Question on abbreviations

Thu Sep 28 05:04:52 UTC 2006

    Date:        Wed, 27 Sep 2006 17:38:45 -0700
    From:        Ken Pizzini <tz. at explicate.org>
    Message-ID:  <20060928003845.GA17660 at 866863.msa.explicate.org>

  | I'll make an attempt at making the text clearer...  but then again,
  | since I understood the original text and you found it misleading,
  | perhaps you'd like to take a stab at clarifying it?

I suspect the problem (like a lot of things that lead to ambiguities)
is that it all depends upon yor state of mind when you start (what you
already believe is true).

If you have it in mind that the rules are defining periods during which
a particular offset from UTC (and a particular abbreviation) applies,
then you're likely to read the text in an entirely different way than
if you start out believing that what is being defined is a set of points
at which the offset frm UTC (and/or the associated abbreviation alters).

For anyone who thinks carefully about it, the first of those two is
clearly not rational, for example, consider the following two lines (rules)
from some version or other of the australasia file (this might not be
current, it's just a version I had conveniently lying around)

Rule    AT      1991    1999    -       Oct     Sun>=1  2:00s   1:00    -
Rule    AT      1991    max     -       Mar     lastSun 2:00s   0       -

If you believe the "specifies a range of times during which an offset
applies" is the correct interpretation, then the first of those rules says
that from some Sunday early Oct 1991 (the 6th it happened to be) until
Some Sunday, early oct 1999, the ofset from UTC (for Tasmania) should have
been +11:00 (the base offset is +10:00).

The second rule says that from some Sunday late March 1991 (the 31st that
year), into the unknown indefinite future, the offset from UTC is +10:00.
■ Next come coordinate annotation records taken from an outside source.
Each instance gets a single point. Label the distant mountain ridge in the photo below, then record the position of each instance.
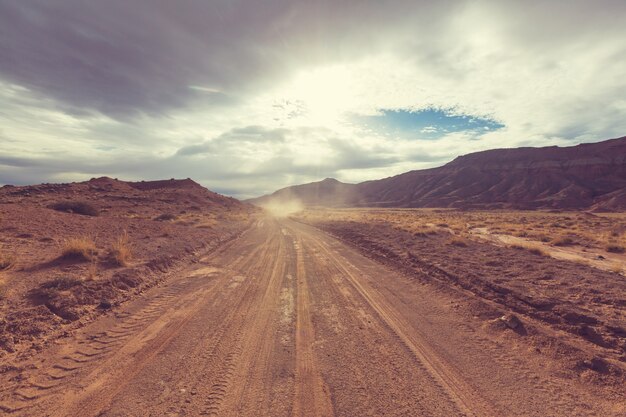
(585, 176)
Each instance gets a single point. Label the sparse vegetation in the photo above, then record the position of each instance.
(457, 241)
(165, 217)
(563, 241)
(121, 252)
(6, 261)
(615, 248)
(77, 207)
(79, 249)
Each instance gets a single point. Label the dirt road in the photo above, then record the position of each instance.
(288, 321)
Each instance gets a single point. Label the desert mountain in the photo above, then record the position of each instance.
(586, 176)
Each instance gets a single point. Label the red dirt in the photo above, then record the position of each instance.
(45, 295)
(574, 312)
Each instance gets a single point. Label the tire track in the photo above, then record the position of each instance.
(468, 401)
(311, 394)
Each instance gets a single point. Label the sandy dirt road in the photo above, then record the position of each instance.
(288, 321)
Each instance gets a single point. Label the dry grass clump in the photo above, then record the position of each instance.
(615, 248)
(79, 248)
(78, 207)
(534, 249)
(121, 252)
(165, 217)
(6, 261)
(457, 241)
(563, 241)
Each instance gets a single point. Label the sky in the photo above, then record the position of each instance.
(246, 97)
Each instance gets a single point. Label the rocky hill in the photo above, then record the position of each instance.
(586, 176)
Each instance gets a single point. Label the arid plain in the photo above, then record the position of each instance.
(172, 300)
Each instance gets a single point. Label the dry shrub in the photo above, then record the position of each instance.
(79, 248)
(457, 241)
(563, 241)
(78, 207)
(120, 250)
(615, 248)
(6, 261)
(534, 249)
(165, 217)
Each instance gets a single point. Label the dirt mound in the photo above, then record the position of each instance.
(42, 227)
(587, 176)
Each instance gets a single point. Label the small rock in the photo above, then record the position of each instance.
(511, 321)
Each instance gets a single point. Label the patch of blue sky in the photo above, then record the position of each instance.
(427, 124)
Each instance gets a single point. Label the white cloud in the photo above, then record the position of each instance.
(552, 73)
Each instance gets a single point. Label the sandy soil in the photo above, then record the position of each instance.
(287, 320)
(44, 295)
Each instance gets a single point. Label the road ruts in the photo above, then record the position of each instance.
(287, 321)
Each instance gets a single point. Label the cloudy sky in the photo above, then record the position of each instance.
(249, 96)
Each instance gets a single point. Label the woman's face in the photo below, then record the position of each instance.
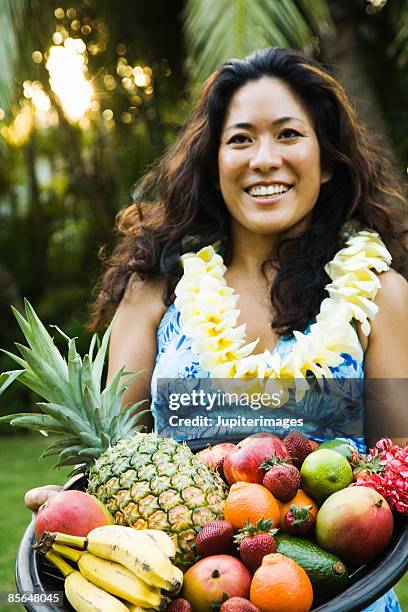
(269, 159)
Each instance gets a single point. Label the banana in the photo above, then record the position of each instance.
(118, 580)
(137, 551)
(86, 597)
(163, 541)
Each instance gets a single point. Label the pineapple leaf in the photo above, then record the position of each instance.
(89, 439)
(64, 414)
(58, 387)
(97, 421)
(110, 394)
(63, 334)
(56, 447)
(15, 358)
(130, 424)
(80, 470)
(37, 422)
(24, 325)
(86, 373)
(105, 439)
(100, 358)
(89, 452)
(74, 373)
(95, 342)
(71, 451)
(89, 403)
(30, 380)
(6, 378)
(40, 340)
(67, 461)
(9, 417)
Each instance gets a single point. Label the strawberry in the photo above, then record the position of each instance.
(299, 446)
(220, 469)
(255, 541)
(215, 538)
(238, 604)
(282, 479)
(298, 521)
(179, 605)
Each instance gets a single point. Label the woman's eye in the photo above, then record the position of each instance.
(239, 139)
(289, 133)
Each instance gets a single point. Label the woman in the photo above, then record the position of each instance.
(269, 168)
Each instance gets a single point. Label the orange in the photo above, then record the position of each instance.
(281, 584)
(249, 502)
(301, 500)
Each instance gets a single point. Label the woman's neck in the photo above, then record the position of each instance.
(249, 251)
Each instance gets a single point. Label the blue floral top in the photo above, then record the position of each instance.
(335, 411)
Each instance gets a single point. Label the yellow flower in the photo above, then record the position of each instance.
(209, 316)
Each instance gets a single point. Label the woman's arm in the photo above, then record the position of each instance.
(386, 362)
(133, 342)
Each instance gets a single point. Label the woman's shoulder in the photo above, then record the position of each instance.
(144, 297)
(392, 303)
(392, 300)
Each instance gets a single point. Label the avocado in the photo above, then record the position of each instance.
(327, 573)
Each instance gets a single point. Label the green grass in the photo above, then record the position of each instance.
(21, 469)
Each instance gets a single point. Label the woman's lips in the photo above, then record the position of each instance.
(264, 200)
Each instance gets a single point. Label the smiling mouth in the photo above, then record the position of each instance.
(262, 191)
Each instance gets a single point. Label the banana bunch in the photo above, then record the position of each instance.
(116, 562)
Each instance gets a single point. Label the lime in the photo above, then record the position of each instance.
(324, 472)
(340, 446)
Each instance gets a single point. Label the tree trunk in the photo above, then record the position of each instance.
(345, 59)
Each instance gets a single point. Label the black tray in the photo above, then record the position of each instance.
(366, 584)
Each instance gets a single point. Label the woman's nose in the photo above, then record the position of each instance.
(266, 156)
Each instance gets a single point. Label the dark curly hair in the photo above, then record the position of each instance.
(178, 206)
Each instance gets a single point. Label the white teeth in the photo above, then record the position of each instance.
(262, 190)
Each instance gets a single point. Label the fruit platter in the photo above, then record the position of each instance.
(222, 548)
(259, 524)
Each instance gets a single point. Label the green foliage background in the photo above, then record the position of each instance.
(61, 189)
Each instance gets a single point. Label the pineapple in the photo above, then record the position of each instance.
(145, 481)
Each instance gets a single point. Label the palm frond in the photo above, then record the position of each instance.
(217, 30)
(25, 25)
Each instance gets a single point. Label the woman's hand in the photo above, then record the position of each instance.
(34, 498)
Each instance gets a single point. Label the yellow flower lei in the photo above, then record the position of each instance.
(209, 315)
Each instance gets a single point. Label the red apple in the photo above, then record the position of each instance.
(211, 455)
(72, 512)
(209, 580)
(242, 464)
(355, 523)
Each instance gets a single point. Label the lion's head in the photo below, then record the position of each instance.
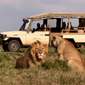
(39, 50)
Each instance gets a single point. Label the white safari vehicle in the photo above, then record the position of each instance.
(52, 24)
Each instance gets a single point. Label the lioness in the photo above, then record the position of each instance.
(66, 51)
(35, 54)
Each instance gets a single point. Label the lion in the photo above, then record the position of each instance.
(67, 51)
(35, 55)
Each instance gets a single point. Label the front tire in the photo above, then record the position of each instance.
(14, 46)
(5, 47)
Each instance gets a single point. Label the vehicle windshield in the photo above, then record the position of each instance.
(25, 25)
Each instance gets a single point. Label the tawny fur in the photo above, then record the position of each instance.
(33, 55)
(66, 51)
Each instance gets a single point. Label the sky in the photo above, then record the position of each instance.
(13, 11)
What that would have to mean is that all during 1992, 1993, ... there
were two offsets defined to run concurrently.   That would be absurd,
so, proof by contradiction (reductio ad absurdum -- or something like that) 
the original hypothesis must be incorrect.
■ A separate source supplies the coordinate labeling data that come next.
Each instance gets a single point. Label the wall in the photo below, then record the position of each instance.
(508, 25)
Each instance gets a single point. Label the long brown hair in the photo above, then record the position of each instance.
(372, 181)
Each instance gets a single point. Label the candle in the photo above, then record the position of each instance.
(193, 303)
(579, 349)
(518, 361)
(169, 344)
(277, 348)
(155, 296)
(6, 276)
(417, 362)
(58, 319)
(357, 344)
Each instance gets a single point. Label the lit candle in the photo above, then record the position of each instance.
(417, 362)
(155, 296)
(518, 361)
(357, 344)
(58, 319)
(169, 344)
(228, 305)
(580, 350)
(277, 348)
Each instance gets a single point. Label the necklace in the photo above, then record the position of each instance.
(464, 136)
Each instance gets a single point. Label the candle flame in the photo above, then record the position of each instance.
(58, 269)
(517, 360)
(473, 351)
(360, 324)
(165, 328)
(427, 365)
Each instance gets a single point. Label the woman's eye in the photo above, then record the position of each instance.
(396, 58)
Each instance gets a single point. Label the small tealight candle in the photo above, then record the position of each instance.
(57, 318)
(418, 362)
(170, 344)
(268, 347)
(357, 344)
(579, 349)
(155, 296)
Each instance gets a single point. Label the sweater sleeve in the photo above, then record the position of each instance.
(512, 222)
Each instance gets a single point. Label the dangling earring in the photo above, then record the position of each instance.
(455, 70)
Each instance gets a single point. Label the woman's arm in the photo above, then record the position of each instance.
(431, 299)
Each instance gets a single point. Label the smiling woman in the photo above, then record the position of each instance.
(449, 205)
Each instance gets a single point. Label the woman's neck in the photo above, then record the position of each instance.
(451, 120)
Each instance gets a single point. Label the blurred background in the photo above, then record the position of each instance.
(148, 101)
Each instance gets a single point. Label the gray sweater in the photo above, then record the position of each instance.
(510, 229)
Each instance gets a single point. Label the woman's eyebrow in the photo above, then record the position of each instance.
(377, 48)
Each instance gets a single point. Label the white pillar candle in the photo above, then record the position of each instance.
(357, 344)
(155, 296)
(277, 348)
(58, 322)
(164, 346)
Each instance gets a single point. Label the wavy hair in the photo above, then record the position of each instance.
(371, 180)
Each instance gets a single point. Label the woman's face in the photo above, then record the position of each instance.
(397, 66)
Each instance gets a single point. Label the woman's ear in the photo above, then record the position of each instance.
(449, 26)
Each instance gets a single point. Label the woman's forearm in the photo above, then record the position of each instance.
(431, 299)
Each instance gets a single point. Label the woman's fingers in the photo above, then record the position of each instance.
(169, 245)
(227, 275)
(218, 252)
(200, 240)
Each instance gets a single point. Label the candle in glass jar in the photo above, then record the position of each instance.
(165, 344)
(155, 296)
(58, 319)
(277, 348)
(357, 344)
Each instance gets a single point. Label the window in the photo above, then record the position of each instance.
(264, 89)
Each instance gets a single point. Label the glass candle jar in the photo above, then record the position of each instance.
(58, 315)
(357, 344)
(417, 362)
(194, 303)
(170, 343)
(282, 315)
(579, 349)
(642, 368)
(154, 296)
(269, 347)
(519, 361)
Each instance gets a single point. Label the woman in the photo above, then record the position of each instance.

On the other hand, if you treat the rules as simply saying

Mar 31 1991 (02:00s) change offset to 10:00
Oct 6 1991 (02:00s) change offset to 11:00
Mar 29 1992 (02:00s) change offset to 10:00
Oct 4 1992 (02:00s) change offset to 11:00
Mar 28 1993 (02:00s) change offset to 10:00
Oct 3 1993 (02:00s) change offset to 11:00
(etc)

That is, as a shorthand notation from writing all of that out (which would
also be possible, of course), then it all fits perfectly well, we have the
transitions, and the offset (and abbreviation) between any two transitions,
and the offset (& abbreviation) after the last transition, and even what
applies before the first transition is all trivial to obtain.

If the zic.8 text needs clarifying, perhaps what is needed is not any kind
of change to the text that has been suggested, but to make it quite clear
that a list of transitions is what is being specified, not a list of
ranges of times (those of us who have "grown up" alongside the development
of the database simply know this, but it is apparently not as clear to
those who have started looking at it more recently).

On spaces separating fields, I suspect the answer is that it all works
the same way as the (unix shell) read command - white space separates fields,
until we have as many fields as we need - after that all the rest of the
input line (including anything which would otherwise be a separator) all
just gets included in the value of the final field.

So, to the unix shell

	echo a b c | read var

puts (aside from problems of using "read" from a pipe) "a b c" into var.

	echo a b c | read v1 v2

puts "a" into v1, and "b c" into v2, and

	echo a b c | read v1 v2 v3 v4

puts "a" into v1, "b" into v2 ,"c" into v3 and "" (empty) into v4.

In the database source format, the "until" is the final field (would be the
last name on the "read" command, if there were one), so if this parsing method
is assumed, then the "spaces in until field are OK" all just works out...

It is also certainly not really harder to parse, the parsing method simply
finds the first N fields (delimited by white space) and leaves whatever is
left over (if anything) as the final field - that's trivial to code.
Explaining it is also not really difficult either - though perhaps a few
extra words making it clear that the line has a fixed maximum number of
fields, and any excess data is all part of the final field (white space
included).

kre